Basically, the DH67CF can handle the full range of Sandy Bridge processors, but they might get a bit too warm in the confines of a mini-ITX chassis. While this may be an issue in a traditional mini-ITX case, I doubt that heat from a 95w CPU will be a problem in a mini-ITX case built for gaming systems. The Lian Li PC-Q08 has plenty of ventilation and large case fans for airflow so I fired up Prime95 and 3DMark on the 95w Core i5 2500k processor and took its temperature.
I ran Prime95 using the small FFTs for the maximum FPU stress and let it run for a full 30 minutes. I had Real Temp running and grabbed the maximum temperature of the cores at the end of the 30 minutes. The temperatures across the four cores varied slightly, but 74 degrees was the highest I got. As you can see from the graphic,one of the cores did not even break 70 degrees. Certainly acceptable temperatures for this setup.
I then ran the system through a 3DMark06 benchmark to heat up the onboard graphics core and see how that affected the tempuature of the CPU. As we can tell from the figures below, the i5 2500k did not even hit 60 degrees.
And in case you were wondering, the i5′s onboard Intel HD graphics core managed 4173 3DMark06 points. Only 200 points less than we got with a 256MB Nvidia GeForce 8600GT.

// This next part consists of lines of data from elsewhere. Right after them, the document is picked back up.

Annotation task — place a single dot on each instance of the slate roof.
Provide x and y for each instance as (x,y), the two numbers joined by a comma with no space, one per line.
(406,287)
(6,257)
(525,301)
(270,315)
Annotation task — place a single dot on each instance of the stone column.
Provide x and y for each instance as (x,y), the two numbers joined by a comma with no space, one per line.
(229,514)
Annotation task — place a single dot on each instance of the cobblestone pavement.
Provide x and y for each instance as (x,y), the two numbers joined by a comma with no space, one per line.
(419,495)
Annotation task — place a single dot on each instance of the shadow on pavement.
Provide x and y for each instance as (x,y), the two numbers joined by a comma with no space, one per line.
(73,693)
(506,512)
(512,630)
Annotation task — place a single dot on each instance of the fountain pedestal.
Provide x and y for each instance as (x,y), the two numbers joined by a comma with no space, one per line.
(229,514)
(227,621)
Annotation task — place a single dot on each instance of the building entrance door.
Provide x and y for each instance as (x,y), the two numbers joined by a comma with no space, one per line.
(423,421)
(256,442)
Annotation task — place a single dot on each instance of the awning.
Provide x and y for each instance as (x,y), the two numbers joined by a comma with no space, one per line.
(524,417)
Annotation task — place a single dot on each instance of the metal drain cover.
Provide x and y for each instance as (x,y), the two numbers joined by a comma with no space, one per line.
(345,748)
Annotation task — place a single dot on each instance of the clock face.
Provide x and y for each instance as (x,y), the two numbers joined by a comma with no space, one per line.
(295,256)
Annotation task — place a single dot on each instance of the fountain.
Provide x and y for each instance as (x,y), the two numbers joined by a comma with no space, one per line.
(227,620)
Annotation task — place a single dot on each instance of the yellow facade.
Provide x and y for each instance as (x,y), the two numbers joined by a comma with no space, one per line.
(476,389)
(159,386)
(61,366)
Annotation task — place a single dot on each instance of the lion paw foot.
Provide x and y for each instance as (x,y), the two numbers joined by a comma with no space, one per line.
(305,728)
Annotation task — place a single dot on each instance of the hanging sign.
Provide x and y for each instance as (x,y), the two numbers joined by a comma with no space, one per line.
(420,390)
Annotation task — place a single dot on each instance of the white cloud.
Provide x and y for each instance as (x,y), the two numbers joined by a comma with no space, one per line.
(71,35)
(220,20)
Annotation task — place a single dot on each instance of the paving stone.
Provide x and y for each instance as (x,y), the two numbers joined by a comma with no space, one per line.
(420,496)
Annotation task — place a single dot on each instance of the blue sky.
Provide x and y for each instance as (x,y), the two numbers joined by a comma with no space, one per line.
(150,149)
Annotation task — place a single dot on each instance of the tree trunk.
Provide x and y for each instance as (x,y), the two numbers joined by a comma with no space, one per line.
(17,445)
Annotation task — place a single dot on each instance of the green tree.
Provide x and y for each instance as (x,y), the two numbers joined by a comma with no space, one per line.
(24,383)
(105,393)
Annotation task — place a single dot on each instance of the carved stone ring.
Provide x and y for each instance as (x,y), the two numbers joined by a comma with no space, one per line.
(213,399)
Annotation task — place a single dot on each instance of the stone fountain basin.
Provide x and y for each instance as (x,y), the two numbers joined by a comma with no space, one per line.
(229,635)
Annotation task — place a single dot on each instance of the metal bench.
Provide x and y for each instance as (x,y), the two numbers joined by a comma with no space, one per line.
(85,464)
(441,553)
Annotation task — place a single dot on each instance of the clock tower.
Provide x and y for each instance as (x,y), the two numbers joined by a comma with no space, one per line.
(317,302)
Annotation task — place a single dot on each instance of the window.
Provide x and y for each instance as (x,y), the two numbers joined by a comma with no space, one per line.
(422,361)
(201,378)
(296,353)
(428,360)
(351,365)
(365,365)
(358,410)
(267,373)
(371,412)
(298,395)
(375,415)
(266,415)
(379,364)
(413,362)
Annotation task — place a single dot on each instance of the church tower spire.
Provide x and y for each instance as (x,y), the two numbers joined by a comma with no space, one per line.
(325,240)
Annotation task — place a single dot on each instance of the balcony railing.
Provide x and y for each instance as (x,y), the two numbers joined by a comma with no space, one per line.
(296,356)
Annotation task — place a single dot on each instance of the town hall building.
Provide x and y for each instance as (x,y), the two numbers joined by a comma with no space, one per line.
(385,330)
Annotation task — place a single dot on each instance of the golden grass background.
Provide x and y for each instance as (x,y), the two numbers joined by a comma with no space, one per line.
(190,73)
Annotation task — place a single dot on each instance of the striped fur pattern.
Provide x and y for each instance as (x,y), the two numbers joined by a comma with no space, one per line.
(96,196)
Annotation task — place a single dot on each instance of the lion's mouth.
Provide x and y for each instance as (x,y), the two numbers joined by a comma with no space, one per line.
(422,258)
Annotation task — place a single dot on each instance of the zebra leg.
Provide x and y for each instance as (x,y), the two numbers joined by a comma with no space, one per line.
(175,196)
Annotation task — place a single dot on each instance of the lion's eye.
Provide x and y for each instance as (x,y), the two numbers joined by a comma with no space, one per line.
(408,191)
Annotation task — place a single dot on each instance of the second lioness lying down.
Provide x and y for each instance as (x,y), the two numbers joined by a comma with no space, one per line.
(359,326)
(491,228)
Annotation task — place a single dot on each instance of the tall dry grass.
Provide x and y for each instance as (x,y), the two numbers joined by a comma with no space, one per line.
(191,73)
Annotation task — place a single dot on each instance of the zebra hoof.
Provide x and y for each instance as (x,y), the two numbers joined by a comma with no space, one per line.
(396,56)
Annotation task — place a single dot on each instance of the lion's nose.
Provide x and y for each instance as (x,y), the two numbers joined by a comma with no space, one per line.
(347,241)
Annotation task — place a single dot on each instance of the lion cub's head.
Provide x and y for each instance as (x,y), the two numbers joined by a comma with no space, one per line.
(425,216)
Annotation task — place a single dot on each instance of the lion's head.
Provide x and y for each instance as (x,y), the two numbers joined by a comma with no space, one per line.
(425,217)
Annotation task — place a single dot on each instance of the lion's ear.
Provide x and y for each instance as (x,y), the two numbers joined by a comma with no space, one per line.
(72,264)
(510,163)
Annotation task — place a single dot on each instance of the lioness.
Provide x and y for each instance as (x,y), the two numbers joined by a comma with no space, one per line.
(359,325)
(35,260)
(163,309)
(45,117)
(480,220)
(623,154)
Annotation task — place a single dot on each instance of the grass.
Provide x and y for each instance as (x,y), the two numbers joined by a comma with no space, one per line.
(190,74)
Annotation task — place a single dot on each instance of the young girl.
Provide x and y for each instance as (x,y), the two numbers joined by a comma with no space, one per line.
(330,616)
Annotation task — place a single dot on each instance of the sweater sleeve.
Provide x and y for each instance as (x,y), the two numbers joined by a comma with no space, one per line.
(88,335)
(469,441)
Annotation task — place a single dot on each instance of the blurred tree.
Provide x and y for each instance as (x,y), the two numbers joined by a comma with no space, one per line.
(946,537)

According to RealTemp, the maximum operating temperature for this particular CPU is 98 degrees. That’s a fair amount of room to play with should if you get the urge to try overclocking.
Given these preliminary numbers, and considering the airflow of the PC-Q08 case, I would have no problems running any of the Sandy Bridge processors in this setup. I would keep in mind though that using a 95w CPU in the DH67CF will most likely be grounds for voiding your warranty. I’m still waiting to get official confirmation on that, but if warranty is important to you, play it safe.
I had ordered a Radeon 6850 for this build but it turned up defective and I had to exchange it. The Q08 provides great ventilation for a discrete graphics card. I don’t expect that it will heat up the case too much. When the replacement arrives I will rerun the benchmarks and see if adding a large video card has any effect on the cooling of the CPU.